Nos émissions gigantesques accumulées depuis des dizaines d’années produisent déjà leurs effets comme anticipés par les scientifiques : hausse de la température de l’air et des océans, fonte des glaces, accélération de la hausse du niveau de la mer, augmentation de la fréquence et de l’intensité des catastrophes naturelles, … Les efforts de réduction des GES doivent se poursuivre mais ils s’accompagneront inévitablement d’actions d’adaptation au changement climatique. Ainsi, les sécheresses de plus en plus fréquentes accélèrent la demande de dessalement d’eau de mer qui associe souvent des technologies d’osmoses inverses et d’énergies renouvelables. Ces sécheresses ont même déjà eu un impact sur le transport fluvial (Rhin, Mississipi) et le transport maritime (canal de Panama). Ces sécheresses ainsi que la nécessité de protéger la biodiversité conduisent aussi au développement du recyclage des eaux usées.

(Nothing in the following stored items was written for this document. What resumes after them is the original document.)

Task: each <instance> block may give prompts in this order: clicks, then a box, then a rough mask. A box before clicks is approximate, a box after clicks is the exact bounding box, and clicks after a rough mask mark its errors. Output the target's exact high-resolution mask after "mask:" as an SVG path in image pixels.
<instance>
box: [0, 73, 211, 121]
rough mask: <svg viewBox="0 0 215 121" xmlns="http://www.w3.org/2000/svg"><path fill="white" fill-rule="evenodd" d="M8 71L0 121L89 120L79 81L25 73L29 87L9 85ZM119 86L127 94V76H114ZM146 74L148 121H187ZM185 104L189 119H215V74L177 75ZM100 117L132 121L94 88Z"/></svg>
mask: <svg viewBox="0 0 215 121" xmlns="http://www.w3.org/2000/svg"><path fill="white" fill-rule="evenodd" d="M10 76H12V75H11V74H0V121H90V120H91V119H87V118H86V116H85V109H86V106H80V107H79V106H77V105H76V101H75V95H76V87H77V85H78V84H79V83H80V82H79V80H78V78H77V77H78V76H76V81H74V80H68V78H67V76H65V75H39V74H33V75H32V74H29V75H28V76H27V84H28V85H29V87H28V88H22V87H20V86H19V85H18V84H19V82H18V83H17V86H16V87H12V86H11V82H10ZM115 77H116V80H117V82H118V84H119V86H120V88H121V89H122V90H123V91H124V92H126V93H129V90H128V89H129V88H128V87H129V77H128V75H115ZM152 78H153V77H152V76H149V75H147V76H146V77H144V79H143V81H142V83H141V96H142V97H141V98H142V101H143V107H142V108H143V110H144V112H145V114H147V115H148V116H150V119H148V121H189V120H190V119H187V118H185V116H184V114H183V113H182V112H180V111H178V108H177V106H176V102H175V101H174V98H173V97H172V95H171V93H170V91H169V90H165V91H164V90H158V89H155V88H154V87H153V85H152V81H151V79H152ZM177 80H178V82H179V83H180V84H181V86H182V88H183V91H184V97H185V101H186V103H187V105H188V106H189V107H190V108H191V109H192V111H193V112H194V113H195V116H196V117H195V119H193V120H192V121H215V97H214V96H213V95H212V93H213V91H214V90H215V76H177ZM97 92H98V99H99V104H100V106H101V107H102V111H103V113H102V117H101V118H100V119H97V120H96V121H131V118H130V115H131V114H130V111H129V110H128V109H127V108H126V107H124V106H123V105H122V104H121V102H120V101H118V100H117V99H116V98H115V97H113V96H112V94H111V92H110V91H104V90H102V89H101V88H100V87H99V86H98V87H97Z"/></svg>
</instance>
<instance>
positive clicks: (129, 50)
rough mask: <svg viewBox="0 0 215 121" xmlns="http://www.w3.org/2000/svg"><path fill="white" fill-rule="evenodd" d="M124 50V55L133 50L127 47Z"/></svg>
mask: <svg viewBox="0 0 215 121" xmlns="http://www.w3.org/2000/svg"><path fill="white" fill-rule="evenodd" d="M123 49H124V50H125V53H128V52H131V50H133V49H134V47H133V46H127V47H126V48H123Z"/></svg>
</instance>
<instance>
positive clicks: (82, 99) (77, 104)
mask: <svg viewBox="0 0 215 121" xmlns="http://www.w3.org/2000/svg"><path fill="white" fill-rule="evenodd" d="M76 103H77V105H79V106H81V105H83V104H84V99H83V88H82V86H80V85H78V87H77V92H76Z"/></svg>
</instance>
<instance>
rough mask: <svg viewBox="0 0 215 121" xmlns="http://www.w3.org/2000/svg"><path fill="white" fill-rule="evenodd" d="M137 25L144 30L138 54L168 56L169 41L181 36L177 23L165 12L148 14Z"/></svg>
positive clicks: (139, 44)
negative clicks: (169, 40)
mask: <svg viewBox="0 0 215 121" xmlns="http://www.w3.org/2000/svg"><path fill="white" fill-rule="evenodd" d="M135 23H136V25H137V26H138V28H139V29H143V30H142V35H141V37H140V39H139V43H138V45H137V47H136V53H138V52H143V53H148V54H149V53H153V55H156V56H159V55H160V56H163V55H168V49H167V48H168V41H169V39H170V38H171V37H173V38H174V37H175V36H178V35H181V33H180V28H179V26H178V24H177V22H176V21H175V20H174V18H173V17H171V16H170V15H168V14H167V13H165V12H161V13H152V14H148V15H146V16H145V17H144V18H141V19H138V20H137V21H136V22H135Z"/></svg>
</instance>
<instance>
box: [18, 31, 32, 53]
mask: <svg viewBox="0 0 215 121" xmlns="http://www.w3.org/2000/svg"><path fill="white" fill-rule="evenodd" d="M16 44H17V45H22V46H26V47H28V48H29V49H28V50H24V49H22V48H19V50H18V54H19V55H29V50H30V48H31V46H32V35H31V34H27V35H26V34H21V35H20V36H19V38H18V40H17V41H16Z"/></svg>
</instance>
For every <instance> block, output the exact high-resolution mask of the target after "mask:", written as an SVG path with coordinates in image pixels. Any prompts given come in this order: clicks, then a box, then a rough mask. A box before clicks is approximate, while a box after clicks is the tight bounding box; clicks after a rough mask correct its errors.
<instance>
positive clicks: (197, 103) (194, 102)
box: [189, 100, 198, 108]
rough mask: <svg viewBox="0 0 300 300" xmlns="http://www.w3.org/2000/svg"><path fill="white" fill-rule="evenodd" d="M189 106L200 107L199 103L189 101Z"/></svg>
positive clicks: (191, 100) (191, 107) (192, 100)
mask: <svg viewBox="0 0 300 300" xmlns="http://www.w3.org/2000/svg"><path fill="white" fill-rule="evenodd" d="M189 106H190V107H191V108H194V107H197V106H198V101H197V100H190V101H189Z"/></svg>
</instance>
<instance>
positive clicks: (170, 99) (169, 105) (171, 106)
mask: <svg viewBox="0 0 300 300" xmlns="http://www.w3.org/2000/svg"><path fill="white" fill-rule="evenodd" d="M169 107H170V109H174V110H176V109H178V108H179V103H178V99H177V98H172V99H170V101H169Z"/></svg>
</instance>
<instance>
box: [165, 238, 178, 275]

En complément, Google propose des technologies d’intelligence artificielle pour prévoir des inondations dans plus de 80 pays comme l’Inde. D’autres entreprises offrent des solutions analogues pour détecter les incendies forestiers de manière précoce.
Toutefois, pour bien s’adapter au changement, il est aussi nécessaire de mieux le comprendre. La recherche scientifique dans ce domaine est donc vitale notamment pour se préparer aux futurs points de bascule.
Quel est l’enjeu des investissements technologiques ?
En 2023, plus de 1700 milliards de dollars ont été investis globalement dans les technologies en faveur de la transition climatique (source : Bloomberg NEF au 30 janvier 2024), ce qui a déjà permis de fortement réduire la croissance des émissions GES en 2023 (source : IEA au 1er mars 2024). De plus, ces technologies vont contribuer à rendre plus crédibles les plans de transition climatique des entreprises de plus en plus souvent exigés par les investisseurs (obligation pour le label ISR France des fonds en 2026). Toutefois, ces investissements sont encore très inégalement répartis selon les pays et les secteurs.